A few months ago, NVIDIA had a banner day announcing the GeForce 8800 video cards and NVIDIA 680 chipset. With the announcement, a few board partners went to produce 680i motherboards. One of the companies to do so is ECS and today we're looking at their 680i SLI board in the ECS PN2 SLI2+.
The ECS PN2 SLI+ motherboard sports the NVIDIA nForce 680i chipset supporting Socket 775 processors including the Core 2 family, Pentium D, Pentium 4, and Celeron D processors. ECS pretty much stuck with the reference design for this board and that's not a bad decision. There a few paths companies can go when producing a motherboard and sticking to a reference design to get the motherboard out in a short amount of time was what ECS decided to do. The layout should be pretty similar to other boards out there. With the previous Extreme boards, ECS had a pretty wild color scheme. Gone are the purples, yellows, and oranges replaced by a black PCB and shades of blue on the ram and PCI-E slots.
The CPU socket area is pretty open and clear of obstructions. What that means is if you plan on using an oversized aftermarket heat sink and fan combination, you should be in pretty good shape and not have to worry about it interfering with components on the motherboard. To two sides of the socket are some capacitors that are passively cooled by heatsinks. The area around the CPU is designed pretty nicely giving you enough room for whatever heatsink you decide to throw at it.
Speaking of cooling you can see the very nice heatpipe solution that ECS has on this motherboard to cool the north and southbridge. A pipe runs from the southbridge to the heatsink that sits on top of the northbridge. If it gets a little too hot for your taste like when you are overclocking, you can attach a fan to the setup.

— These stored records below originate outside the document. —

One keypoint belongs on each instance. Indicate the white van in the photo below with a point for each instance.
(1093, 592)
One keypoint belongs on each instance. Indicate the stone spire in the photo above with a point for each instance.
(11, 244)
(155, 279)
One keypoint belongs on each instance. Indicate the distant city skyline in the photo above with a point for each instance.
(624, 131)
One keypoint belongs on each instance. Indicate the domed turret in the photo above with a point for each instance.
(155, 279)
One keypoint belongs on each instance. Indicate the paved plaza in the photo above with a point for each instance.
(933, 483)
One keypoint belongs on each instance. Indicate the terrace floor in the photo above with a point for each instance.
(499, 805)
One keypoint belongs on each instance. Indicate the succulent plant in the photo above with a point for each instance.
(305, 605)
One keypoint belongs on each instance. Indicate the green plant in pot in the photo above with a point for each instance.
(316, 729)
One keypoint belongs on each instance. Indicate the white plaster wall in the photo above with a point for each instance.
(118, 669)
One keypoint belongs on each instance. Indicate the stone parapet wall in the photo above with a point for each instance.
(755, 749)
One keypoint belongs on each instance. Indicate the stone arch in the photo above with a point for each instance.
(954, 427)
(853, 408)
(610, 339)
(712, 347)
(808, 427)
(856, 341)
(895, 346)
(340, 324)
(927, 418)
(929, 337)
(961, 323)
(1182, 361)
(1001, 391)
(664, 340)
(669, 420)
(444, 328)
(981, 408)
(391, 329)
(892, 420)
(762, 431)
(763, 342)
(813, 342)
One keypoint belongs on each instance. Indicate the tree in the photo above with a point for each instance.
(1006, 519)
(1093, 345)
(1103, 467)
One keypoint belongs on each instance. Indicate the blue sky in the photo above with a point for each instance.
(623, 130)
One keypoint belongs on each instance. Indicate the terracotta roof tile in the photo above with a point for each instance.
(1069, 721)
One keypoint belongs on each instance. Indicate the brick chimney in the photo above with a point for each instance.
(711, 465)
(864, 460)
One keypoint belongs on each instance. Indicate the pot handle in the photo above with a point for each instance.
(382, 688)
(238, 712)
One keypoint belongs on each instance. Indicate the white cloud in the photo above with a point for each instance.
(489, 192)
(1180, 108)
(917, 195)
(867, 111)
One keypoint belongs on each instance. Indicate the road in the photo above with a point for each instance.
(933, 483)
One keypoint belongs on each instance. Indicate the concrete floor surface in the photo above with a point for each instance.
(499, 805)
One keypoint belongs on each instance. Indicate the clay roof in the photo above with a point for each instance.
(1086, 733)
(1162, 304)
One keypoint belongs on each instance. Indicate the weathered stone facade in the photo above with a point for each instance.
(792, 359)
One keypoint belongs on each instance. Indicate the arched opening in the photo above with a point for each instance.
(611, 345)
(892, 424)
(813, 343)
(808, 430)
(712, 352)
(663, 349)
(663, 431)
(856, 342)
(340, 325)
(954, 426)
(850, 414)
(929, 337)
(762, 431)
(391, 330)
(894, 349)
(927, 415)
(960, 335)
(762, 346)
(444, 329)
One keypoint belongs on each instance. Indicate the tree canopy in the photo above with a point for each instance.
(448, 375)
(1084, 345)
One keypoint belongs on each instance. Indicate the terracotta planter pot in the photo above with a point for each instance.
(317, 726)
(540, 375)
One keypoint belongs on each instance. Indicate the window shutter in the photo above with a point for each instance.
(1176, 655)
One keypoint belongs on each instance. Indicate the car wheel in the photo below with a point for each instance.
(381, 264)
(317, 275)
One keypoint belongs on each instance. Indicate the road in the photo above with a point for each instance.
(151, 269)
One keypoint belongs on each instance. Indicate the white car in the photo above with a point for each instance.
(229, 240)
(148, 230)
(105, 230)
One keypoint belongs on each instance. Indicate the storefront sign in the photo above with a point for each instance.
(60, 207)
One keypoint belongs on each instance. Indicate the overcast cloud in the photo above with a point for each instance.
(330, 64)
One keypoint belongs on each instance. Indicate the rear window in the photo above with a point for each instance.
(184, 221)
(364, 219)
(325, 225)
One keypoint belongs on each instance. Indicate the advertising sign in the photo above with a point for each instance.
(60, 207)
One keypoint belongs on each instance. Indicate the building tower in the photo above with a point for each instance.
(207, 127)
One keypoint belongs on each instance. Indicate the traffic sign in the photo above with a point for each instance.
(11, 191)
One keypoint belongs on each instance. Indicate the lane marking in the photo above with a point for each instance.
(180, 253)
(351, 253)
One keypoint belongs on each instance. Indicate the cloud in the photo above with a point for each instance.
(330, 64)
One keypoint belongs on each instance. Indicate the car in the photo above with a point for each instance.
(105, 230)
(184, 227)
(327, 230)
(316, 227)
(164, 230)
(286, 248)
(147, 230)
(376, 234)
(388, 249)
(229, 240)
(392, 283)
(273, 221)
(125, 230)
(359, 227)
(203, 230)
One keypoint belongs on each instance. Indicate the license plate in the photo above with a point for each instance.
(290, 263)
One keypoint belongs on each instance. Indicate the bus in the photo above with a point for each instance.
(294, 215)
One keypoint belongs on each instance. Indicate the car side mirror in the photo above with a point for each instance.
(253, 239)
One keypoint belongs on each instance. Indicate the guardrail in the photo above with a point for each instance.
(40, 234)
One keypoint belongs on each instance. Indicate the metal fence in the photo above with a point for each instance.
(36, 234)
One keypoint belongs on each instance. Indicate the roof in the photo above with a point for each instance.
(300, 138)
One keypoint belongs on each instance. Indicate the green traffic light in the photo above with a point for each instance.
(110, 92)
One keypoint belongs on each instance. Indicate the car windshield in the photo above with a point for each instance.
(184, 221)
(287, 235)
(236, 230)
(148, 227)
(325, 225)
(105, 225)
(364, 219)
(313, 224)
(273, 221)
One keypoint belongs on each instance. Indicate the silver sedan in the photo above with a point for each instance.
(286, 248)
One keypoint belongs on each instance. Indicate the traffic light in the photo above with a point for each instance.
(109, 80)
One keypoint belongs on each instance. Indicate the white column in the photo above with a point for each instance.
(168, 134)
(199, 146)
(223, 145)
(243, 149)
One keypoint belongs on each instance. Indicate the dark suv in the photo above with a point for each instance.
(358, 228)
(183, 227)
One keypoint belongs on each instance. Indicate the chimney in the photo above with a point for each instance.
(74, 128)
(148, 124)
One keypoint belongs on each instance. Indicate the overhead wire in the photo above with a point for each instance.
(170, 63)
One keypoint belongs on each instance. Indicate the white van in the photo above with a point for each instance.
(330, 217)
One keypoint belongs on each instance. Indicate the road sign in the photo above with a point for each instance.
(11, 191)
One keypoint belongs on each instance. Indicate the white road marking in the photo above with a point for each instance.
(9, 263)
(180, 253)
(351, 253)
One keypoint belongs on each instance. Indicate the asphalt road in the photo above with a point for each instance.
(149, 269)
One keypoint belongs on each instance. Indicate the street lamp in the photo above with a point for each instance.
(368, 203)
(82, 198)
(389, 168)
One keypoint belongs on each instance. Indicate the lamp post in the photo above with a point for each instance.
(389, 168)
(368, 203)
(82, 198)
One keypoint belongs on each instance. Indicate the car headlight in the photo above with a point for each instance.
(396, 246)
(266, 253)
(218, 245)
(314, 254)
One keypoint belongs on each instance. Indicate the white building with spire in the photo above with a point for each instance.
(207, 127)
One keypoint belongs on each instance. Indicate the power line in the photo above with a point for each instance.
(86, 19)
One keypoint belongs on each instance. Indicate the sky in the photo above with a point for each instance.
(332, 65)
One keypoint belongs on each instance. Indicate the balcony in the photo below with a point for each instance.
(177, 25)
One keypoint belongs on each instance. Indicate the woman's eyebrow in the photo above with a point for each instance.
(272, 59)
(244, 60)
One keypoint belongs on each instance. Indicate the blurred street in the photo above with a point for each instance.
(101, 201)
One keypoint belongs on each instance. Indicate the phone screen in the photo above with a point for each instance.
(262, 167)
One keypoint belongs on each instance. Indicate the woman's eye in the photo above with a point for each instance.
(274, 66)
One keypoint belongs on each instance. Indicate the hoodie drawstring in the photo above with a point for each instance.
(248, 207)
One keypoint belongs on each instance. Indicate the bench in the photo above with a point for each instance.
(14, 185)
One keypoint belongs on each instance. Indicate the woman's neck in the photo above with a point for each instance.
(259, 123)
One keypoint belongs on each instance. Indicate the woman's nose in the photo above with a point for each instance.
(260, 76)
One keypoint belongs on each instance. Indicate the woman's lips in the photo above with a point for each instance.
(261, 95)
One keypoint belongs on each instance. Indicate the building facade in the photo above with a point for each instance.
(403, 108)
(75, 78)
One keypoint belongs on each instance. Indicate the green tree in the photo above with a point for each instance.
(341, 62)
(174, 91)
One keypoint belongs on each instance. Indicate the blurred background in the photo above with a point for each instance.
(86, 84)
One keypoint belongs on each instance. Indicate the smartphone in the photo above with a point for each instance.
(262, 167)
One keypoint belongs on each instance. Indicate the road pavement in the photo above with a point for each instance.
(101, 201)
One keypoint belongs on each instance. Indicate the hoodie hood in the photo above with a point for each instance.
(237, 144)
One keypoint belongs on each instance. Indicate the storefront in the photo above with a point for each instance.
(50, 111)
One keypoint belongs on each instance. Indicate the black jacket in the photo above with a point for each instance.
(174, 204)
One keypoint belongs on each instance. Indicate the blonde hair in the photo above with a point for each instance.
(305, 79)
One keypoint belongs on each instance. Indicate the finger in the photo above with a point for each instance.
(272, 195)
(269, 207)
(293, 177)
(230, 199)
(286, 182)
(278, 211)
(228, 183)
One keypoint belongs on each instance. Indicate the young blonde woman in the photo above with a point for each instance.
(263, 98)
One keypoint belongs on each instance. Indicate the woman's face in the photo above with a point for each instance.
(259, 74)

The option of using a fan or keeping it passive is a nice touch. I personally like to keep the fan off and I can see this motherboard going into my HTPC someday because if its quiet nature.
With the motherboard positioned so that back I/O area facing down, four DIMM slots sit just north of the CPU socket. In groups of two, they are color coded so you know which ones to place your memory in for dual-channel configuration. There's a maximum of 8GB of ram you can put in here with speeds from DDR2 400 to DDR2 800 and a few in between.
Just north of the DIMM slots are a few connectors you'll need. First off is the 24-pin power connect to put some juice to the motherboard. To the right of that is your only IDE channel on the motherboard. With more and more storage devices moving to SATA, the lack of an IDE connector isn't a big deal nowadays. I personally only had the DVD writer attached to this board via IDE as the rest of my hard drives were SATA.